Il viceministro Francesco Paolo Sisto, invece, ha aperto alla norma Giachetti, una sorta di "mini-indulto": «Il governo non ha la passione per gli 'svuota-carceri' perché riteniamo che non siano provvedimenti rieducativi», tuttavia, «potrebbe valutare una proposta orientata verso percorsi rieducativi».
La castrazione chimica
Il governo ha dato l'ok all'ordine del giorno della Lega per istituire un tavolo tecnico sulla castrazione chimica. La questione non è nuova per i parlamentari leghisti, che ciclicamente parlano di questa ipotesi.
ha replicato il Pd: «Rappresenta un grave scivolamento verso pratiche che richiamano pene corporali, in palese contrasto con la Costituzione e i principi dello Stato di diritto» e «è particolarmente allarmante che anche forze storicamente garantiste della maggioranza, come Forza Italia, sostengano oggi senza alcun imbarazzo questa deriva giustizialista, del tutto scollegata da un'efficace strategia di prevenzione della violenza.
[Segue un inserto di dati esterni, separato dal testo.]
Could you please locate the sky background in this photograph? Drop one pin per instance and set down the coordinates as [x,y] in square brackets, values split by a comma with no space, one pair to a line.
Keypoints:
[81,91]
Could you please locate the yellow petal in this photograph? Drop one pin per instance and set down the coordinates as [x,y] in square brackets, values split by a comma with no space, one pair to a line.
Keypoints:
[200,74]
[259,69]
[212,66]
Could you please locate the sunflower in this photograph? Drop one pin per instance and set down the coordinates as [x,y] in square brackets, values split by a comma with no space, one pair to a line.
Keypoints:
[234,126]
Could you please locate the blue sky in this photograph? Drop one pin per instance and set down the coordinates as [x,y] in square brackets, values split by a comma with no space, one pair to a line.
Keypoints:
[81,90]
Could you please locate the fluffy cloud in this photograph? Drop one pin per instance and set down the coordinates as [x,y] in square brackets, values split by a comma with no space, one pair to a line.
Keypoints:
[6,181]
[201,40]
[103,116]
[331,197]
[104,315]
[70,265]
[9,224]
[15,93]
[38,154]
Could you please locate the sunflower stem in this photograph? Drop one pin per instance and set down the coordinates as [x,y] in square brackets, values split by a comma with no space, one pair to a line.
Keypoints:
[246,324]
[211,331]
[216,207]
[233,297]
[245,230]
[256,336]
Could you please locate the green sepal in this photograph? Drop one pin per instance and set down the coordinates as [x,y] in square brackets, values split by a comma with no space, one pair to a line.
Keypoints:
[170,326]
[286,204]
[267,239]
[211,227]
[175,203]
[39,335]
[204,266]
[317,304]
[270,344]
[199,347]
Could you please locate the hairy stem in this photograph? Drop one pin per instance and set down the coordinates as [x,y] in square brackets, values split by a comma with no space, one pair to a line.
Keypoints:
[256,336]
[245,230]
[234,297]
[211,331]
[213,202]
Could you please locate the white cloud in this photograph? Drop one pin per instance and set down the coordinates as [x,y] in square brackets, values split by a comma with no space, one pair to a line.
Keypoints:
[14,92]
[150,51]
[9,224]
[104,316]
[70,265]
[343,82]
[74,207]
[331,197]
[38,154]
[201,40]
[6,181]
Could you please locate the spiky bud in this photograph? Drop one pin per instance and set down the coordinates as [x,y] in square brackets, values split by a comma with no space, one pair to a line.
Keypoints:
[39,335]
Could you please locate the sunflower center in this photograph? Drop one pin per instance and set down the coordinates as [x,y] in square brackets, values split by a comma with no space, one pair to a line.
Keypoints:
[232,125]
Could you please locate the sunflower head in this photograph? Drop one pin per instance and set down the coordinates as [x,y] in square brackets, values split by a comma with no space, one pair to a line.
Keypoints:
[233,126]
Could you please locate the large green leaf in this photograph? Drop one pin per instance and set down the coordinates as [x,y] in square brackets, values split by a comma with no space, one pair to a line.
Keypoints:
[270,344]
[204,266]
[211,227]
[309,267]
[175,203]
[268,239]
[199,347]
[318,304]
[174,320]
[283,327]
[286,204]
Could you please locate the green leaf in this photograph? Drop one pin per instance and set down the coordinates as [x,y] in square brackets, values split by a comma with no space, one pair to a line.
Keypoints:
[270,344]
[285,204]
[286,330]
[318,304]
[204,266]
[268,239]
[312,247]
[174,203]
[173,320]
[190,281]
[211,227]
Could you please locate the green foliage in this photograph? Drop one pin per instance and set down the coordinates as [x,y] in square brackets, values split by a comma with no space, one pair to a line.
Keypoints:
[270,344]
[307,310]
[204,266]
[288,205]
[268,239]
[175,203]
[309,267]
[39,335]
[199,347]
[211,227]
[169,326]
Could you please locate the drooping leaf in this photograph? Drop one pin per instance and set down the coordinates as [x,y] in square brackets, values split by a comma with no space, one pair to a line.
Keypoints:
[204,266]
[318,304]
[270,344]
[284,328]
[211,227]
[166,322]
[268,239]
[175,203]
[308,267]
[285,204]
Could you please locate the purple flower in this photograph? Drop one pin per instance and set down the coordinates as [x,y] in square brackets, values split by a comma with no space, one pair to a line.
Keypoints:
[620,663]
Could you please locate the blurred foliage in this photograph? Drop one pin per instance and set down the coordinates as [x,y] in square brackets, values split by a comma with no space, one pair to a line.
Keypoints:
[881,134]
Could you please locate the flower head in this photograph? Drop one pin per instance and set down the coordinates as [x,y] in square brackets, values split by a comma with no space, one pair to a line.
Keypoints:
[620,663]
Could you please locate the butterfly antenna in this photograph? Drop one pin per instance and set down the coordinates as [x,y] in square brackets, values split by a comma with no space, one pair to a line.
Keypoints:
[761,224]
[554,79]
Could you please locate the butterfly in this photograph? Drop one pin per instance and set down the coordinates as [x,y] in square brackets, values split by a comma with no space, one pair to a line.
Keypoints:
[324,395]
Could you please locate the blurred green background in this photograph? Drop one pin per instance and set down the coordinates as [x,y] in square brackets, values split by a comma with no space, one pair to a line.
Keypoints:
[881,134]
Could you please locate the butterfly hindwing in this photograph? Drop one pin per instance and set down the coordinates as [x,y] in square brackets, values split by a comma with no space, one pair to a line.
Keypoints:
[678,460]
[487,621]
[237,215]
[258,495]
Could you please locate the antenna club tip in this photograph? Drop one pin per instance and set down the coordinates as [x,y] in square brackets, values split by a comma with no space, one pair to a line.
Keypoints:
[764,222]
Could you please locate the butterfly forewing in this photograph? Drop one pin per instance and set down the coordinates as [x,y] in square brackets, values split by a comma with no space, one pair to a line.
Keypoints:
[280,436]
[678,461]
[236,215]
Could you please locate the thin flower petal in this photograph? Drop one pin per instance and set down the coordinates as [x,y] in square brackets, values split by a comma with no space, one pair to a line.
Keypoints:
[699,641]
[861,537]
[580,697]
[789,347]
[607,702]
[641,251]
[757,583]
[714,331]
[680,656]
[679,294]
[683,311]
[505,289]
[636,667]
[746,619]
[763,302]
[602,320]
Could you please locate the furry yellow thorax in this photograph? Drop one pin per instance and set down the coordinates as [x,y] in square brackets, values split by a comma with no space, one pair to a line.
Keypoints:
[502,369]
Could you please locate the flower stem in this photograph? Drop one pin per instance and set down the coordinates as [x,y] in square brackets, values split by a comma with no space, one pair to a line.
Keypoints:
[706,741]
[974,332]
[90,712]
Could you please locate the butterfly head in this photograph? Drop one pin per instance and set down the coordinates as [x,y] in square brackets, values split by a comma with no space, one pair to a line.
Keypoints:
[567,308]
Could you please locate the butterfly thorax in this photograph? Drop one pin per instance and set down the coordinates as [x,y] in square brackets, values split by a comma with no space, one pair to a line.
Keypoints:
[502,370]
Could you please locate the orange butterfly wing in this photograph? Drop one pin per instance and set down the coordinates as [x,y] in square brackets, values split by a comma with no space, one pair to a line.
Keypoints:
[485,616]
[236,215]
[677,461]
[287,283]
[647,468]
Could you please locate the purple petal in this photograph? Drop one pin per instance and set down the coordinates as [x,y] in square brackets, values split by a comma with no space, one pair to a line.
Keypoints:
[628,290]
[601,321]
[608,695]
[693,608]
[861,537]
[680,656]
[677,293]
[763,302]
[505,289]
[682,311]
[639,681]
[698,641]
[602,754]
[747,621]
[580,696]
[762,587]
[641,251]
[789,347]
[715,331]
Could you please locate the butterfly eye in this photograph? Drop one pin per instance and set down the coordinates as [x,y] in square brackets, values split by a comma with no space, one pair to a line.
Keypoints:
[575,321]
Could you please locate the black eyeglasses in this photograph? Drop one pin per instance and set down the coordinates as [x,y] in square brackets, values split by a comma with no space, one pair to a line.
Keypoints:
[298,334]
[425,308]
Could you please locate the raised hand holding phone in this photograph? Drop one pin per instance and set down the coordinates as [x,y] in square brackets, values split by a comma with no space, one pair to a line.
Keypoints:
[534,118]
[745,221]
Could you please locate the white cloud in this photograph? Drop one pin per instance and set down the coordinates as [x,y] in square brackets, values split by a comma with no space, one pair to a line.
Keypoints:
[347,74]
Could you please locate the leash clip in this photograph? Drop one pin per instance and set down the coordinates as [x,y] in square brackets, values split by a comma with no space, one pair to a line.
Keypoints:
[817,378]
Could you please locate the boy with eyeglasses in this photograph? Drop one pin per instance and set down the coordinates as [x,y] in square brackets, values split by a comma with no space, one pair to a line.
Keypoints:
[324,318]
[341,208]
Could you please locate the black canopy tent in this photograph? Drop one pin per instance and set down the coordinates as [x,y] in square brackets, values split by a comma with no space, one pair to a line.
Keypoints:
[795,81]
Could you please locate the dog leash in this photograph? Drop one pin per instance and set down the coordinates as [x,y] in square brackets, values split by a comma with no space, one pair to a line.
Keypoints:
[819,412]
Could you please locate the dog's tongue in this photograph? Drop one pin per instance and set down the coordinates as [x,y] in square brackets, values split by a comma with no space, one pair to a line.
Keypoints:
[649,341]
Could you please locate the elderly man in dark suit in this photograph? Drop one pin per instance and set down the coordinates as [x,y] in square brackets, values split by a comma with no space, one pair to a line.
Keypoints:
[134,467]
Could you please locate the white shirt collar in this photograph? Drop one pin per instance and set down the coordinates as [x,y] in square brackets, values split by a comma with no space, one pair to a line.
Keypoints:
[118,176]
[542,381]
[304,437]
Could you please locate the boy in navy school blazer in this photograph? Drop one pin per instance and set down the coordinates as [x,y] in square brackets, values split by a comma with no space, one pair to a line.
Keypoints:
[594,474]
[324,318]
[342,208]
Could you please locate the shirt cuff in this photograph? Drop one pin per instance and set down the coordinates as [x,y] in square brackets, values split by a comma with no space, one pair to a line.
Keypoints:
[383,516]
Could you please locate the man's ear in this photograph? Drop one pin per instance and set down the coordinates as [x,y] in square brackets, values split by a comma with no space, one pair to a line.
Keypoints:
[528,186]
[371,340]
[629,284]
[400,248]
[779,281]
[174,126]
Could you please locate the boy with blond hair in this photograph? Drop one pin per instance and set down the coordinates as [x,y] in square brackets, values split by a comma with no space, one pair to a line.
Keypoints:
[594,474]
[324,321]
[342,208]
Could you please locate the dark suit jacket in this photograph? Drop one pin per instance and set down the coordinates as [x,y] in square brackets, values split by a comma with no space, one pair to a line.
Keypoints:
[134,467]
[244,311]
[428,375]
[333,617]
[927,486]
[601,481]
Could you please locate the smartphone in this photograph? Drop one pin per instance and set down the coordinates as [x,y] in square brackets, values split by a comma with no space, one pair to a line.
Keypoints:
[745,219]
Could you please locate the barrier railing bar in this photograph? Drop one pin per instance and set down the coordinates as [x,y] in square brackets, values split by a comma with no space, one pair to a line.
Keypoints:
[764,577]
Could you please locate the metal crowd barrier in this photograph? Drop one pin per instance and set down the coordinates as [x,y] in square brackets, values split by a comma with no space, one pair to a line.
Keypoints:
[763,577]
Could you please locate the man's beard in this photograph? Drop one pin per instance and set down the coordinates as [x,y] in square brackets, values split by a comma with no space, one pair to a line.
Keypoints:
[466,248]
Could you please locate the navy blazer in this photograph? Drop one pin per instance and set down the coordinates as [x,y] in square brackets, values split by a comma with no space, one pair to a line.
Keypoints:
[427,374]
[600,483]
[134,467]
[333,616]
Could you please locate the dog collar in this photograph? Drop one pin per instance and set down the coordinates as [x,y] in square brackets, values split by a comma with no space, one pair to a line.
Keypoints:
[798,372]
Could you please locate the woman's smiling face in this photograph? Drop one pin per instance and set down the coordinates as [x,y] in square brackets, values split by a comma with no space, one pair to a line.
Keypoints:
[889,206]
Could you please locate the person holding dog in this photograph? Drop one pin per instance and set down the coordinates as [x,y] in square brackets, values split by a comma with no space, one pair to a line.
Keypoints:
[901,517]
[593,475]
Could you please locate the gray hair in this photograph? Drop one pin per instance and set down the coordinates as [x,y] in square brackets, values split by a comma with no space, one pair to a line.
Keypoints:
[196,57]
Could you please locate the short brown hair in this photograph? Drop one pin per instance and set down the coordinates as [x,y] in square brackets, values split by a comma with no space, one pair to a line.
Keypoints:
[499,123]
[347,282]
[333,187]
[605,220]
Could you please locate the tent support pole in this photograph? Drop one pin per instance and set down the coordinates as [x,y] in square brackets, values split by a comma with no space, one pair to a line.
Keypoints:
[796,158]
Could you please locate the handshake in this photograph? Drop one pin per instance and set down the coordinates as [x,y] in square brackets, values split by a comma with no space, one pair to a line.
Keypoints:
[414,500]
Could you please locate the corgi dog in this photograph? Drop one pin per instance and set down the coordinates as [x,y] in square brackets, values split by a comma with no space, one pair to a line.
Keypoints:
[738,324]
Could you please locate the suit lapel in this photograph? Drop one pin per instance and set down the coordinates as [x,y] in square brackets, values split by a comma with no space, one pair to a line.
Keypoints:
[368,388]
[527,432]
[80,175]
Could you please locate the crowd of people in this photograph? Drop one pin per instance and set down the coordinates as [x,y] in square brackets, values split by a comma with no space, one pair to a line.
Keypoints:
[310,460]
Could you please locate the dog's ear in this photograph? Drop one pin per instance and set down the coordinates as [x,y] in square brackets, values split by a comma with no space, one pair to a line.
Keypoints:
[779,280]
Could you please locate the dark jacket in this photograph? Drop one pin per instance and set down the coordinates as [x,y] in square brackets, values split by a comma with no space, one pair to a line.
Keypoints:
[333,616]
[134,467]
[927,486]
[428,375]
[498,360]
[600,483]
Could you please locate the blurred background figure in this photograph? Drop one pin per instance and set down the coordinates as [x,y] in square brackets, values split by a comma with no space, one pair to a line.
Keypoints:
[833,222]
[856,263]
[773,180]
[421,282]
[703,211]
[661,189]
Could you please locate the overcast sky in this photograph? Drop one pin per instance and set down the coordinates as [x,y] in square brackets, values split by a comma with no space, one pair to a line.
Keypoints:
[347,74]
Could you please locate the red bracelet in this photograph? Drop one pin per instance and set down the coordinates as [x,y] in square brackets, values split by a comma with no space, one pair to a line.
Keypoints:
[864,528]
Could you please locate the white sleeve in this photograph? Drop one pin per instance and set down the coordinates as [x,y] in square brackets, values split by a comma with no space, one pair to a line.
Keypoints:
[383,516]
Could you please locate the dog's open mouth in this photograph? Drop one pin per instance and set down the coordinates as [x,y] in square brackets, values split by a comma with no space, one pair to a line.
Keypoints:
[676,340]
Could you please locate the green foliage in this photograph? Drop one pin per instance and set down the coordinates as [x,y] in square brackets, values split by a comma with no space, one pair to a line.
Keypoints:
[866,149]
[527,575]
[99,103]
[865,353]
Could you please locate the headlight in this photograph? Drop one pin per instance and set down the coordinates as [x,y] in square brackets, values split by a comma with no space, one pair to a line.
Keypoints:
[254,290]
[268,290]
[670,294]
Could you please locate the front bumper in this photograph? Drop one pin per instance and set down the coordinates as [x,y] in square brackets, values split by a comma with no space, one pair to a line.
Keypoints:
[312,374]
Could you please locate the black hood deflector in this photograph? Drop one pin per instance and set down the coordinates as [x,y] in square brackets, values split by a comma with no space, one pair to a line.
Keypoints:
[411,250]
Il nostro ordinamento non può cedere a scorciatoie punitive di stampo medievale».
Il sequestro dei dispositivi
L’Unione camere penali italiane ha partecipato in audizione al dibattito sul pdl Sequestro dispositivi e ha espresso apprezzamento per la volontà condivisa «di estendere le garanzie difensive all'acquisizione, tramite sequestro probatorio, di dati utili per le indagini, contenuti nei dispositivi, nelle cui memorie sono conservate tracce di comunicazioni tra privati».
L'Unione, rappresentata dall'avvocato Luigi Miceli, ha proposto un regime autorizzativo analogo a quello previsto per le intercettazioni, nonché l'applicazione delle regole previste dall'articolo 360 c.p.p. (accertamenti tecnici non ripetibili) nella fase di duplicazione ed estrazione dei dati, al fine di garantire il contraddittorio.
Contrarietà, invece, è stata espressa «all'applicazione delle regole del cosiddetto 'doppio binario'' (sufficienti in luogo di gravi indizi di reato, quale presupposto per il sequestro dei dati inerenti a comunicazioni, conversazioni o corrispondenza informatica), trattandosi, peraltro, nel caso di specie, di un generalizzato accesso ex post alla vita privata del cittadino presunto non colpevole».
La riforma della Giustizia
La maggioranza ha infatti proposto che la Giunta del regolamento dia il via libera al cosiddetto 'canguro' in commissione Affari costituzionali sulla riforma costituzionale della giustizia, in modo da poter fare una votazione sola per tutti quegli emendamenti simili tra loro, facendone in questo modo decadere molti.
Così è successo e con una sola votazione sono state precluse sette proposte di modifica al testo. Le opposizioni si sono dichiarate contrarie: «Si tratta di una forzatura inaccettabile- tuonano i dem Dario Parrini e Andrea Giorgis e l'M5s Stefano Patuanelli- che non ha precedenti. Stiamo parlando di una riforma costituzionale per la quale si applica il canguro in commissione, cosa mai avvenuta prima».